The phrase was coined to describe the peculiarities of the architecture on this side of the Ring of Fire, where earthquakes, volcanoes and typhoons make almost monotonously regular visits, not to mention catastrophic wars of genocidal ferocity. It means that you build as opulently as you can afford to, keeping in mind that you'll probably have to rebuild again, on average about every 75 years. You build with whatever you've got at hand, with whomever you can find to build it, as asymmetrically as you can manage. You build your bell towers at least 15 meters away from the main structure of your church, on the theory that if that damn thing has to collapse all over the place again, maybe this time the plummeting solid brass bell will miss the main vault of the nave.
You incorporate eclectic references to previous structures, both from this site and from the other side of the world. Pineapples, thistles, and aquiline nosebridges all show up in the friezework. You blend colors and motifs derived from wildly divergent spiritual traditions and all but extinct physical environments. Vaulted ceilings and a floor surface that varies in height from room to room, are both useful in keeping the interior cool. Maybe you build a bit lower to the ground than you would otherwise expect. You flood the space with flowers and open windows. Peeling stucco is frankly mandatory, and the wood fixtures must incorporate ornately carved bamboo and rattan extravagances.
Earthquake Baroque is my new favorite aesthetic. To me, Earthquake Baroque is Manila, a vast melange of improvised influences--jeepneys and charismatic syncretism and Steve McQueen driving and anime forcefulness, where traffic is a state of being, where time is savory and simmering-slow, where people of all privileges pack and tumble together in a city of crumbling concrete rubble, roosters and hens all scratching the same patch of dry earth all at once, strutting and clucking in their preening, dusty finery everywhere you look.
Bargaining, whether in the markets or even sometimes in the malls, always follows the same fascinating, hilarious routines, reminiscent of Commedia del'Arte performances. The buyer's face contorts with astonished, contemptuous incredulity at the mention of the seller's first price. The seller's face settles into a jaded, pursed-lip sneer at the buyer's lowballing counter. The duration of the bargaining then lasts for as long as both parties can deliver their shaded variations on these first two themes. Truly talented performers manage elaborate physical motifs, like the walk-away, the exasperated hand-through-the-thinning-hair, the shocked chest-clasp, the subtle shoulder-snub. Mouths and eyes flash with dexterous expressiveness. It's a creeping fascination to see, like watching matadors mate. My Grandma will wrangle every peso for everything she's worth, and even though she looks frail, she can be obstinate like a carabou if she feels the ocassion merits it. Me, they hear me speaking English and the game is over even before I try to play it. There's Harlequino, there's Columbine, there's Pantalone, and then there's me, the Chump.
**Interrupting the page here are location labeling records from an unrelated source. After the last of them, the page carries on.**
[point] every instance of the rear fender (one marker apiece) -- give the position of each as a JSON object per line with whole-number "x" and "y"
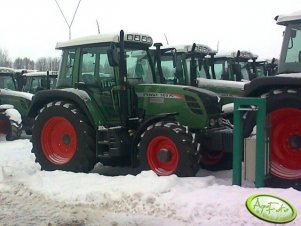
{"x": 261, "y": 85}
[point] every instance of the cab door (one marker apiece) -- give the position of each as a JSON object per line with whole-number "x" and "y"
{"x": 99, "y": 81}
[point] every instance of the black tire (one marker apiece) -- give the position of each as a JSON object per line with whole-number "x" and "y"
{"x": 10, "y": 128}
{"x": 71, "y": 147}
{"x": 220, "y": 161}
{"x": 283, "y": 109}
{"x": 178, "y": 152}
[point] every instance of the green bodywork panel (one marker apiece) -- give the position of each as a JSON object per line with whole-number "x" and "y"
{"x": 227, "y": 90}
{"x": 96, "y": 108}
{"x": 156, "y": 99}
{"x": 19, "y": 100}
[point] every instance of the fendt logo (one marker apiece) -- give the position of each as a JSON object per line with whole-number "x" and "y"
{"x": 271, "y": 208}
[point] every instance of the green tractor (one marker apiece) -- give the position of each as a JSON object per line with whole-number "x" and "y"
{"x": 14, "y": 106}
{"x": 108, "y": 107}
{"x": 283, "y": 96}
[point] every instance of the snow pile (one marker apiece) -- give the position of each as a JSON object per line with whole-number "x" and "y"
{"x": 145, "y": 199}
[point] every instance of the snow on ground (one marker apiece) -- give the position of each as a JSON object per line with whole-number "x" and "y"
{"x": 29, "y": 196}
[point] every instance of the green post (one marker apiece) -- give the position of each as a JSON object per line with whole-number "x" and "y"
{"x": 260, "y": 143}
{"x": 242, "y": 105}
{"x": 237, "y": 144}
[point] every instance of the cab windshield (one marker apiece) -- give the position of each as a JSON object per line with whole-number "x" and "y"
{"x": 7, "y": 81}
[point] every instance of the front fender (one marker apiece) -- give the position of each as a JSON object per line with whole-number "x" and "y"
{"x": 262, "y": 85}
{"x": 78, "y": 97}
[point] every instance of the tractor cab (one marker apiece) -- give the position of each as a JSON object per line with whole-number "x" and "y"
{"x": 233, "y": 66}
{"x": 182, "y": 64}
{"x": 7, "y": 79}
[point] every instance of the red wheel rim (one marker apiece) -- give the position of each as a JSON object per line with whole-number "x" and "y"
{"x": 210, "y": 159}
{"x": 162, "y": 168}
{"x": 59, "y": 140}
{"x": 285, "y": 155}
{"x": 3, "y": 126}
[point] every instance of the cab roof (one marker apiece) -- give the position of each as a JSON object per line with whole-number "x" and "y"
{"x": 288, "y": 18}
{"x": 104, "y": 38}
{"x": 40, "y": 73}
{"x": 187, "y": 48}
{"x": 7, "y": 70}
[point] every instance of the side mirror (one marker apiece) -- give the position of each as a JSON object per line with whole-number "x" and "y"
{"x": 293, "y": 33}
{"x": 113, "y": 56}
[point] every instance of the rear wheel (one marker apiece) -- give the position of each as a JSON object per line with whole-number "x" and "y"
{"x": 284, "y": 115}
{"x": 167, "y": 148}
{"x": 63, "y": 139}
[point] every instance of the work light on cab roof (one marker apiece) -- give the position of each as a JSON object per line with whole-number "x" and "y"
{"x": 198, "y": 48}
{"x": 244, "y": 54}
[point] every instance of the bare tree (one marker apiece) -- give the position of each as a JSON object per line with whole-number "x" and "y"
{"x": 47, "y": 64}
{"x": 41, "y": 64}
{"x": 18, "y": 63}
{"x": 28, "y": 63}
{"x": 24, "y": 63}
{"x": 5, "y": 61}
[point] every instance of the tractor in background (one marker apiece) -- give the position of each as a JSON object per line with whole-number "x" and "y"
{"x": 14, "y": 105}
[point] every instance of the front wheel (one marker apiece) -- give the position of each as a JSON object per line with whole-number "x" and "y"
{"x": 167, "y": 148}
{"x": 63, "y": 139}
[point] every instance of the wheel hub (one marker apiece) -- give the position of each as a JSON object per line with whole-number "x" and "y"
{"x": 164, "y": 155}
{"x": 66, "y": 139}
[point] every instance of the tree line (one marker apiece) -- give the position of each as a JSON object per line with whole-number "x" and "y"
{"x": 41, "y": 64}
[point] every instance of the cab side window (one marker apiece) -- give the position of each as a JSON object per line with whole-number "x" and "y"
{"x": 66, "y": 68}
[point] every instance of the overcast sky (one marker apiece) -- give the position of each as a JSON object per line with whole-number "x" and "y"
{"x": 31, "y": 28}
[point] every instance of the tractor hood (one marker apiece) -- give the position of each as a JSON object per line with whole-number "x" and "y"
{"x": 197, "y": 105}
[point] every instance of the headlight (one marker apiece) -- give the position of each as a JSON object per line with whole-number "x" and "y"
{"x": 212, "y": 122}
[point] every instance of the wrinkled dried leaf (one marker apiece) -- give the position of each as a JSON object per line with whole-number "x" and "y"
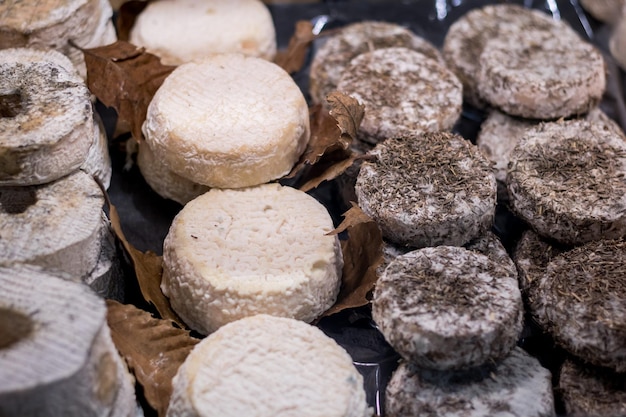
{"x": 148, "y": 269}
{"x": 293, "y": 58}
{"x": 153, "y": 349}
{"x": 125, "y": 77}
{"x": 332, "y": 132}
{"x": 126, "y": 16}
{"x": 362, "y": 254}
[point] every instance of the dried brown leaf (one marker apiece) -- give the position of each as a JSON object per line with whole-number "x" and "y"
{"x": 293, "y": 58}
{"x": 332, "y": 132}
{"x": 153, "y": 349}
{"x": 362, "y": 254}
{"x": 125, "y": 77}
{"x": 148, "y": 269}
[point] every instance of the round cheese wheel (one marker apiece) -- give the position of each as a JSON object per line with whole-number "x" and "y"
{"x": 267, "y": 366}
{"x": 46, "y": 117}
{"x": 517, "y": 386}
{"x": 56, "y": 226}
{"x": 448, "y": 307}
{"x": 234, "y": 253}
{"x": 228, "y": 121}
{"x": 57, "y": 357}
{"x": 567, "y": 180}
{"x": 180, "y": 31}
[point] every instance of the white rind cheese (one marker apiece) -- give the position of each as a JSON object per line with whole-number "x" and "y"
{"x": 57, "y": 357}
{"x": 180, "y": 31}
{"x": 228, "y": 121}
{"x": 235, "y": 253}
{"x": 265, "y": 366}
{"x": 47, "y": 124}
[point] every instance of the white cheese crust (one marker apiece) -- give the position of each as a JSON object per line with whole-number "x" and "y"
{"x": 48, "y": 128}
{"x": 60, "y": 359}
{"x": 180, "y": 31}
{"x": 265, "y": 366}
{"x": 235, "y": 253}
{"x": 228, "y": 121}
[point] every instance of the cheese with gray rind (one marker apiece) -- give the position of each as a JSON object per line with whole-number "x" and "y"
{"x": 517, "y": 386}
{"x": 338, "y": 49}
{"x": 447, "y": 307}
{"x": 567, "y": 180}
{"x": 427, "y": 190}
{"x": 591, "y": 391}
{"x": 47, "y": 117}
{"x": 267, "y": 366}
{"x": 583, "y": 292}
{"x": 57, "y": 357}
{"x": 404, "y": 92}
{"x": 234, "y": 253}
{"x": 228, "y": 121}
{"x": 56, "y": 226}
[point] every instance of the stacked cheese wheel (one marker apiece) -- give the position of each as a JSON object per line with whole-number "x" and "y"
{"x": 52, "y": 150}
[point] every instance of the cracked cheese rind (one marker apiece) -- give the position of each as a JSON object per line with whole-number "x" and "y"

I think the fetish for bargaining is another function of Manila's Earthquake Baroque. You wrangle for every sentimo because everyone's hoarding for the next coup attempt, or when Mt. Pinatubo wakes up again, whichever comes first. Manila suffered almost complete devastation during the Second World War, on par with Warsaw. And like Warsaw, the city was rebuilt in a frenzy of hastily mixed ferro-concrete; to this day basic city services remain nominal at best. The Fire Department consists of antiquated third-hand tanker engines from Seoul or Hong Kong, run by volunteer firefighters wearing threadbare gear dating from the Truman Administration, complete with vintage 48-star US flags. Tanker engines, because there are no fire hydrants.
One of my Uncles is a Barangay Captain--truly, an Earthquake Baroque office, which combines the attributes of a city councilman, a police commissioner, a fire marshal, a godfather, a justice of the peace and a tribal chieftain. He wears pinky rings and pomades his slick black pompadour, and drives a battered Mitsubishi with silvered windows. He doesn't have to obey traffic laws. He administers his prestigious office with a safe, paternalistic rigor. But should he ever leave empty the open hand of some dark street urchin, his little kingdom would soon forget him.
At all hours of the day and night, Manila is simmering with activity, hurrying up and waiting, roiling with movement and hunger and desperation. The smell and the taste of the air is delicious and rank, the stars are entirely obscured, the seawater of the Bay occluded with landfill, bamboo fishing platforms, forests of kelp and bloated animal carcasses.
We fly home in a few hours. I'm not done posting about the Philippines yet, there will be more to come on this, as usual. I can't wait to go home, to be alone again, to speak English without feeling exposed, to be able to talk to people without someone asking me if I'm married yet. I'm nervous about walking into a supermarket after everything I've seen. I'm hungry for Splendid Isolation (but I miss her so very much). I'm worried about my cousins and uncles and aunts back here. I'm worried about Grandma's failing eyesight. I can't wait to work in an ensemble again. I miss my books and my bike. But I already miss Manila.
Be good, get something to eat, I'll be back soon.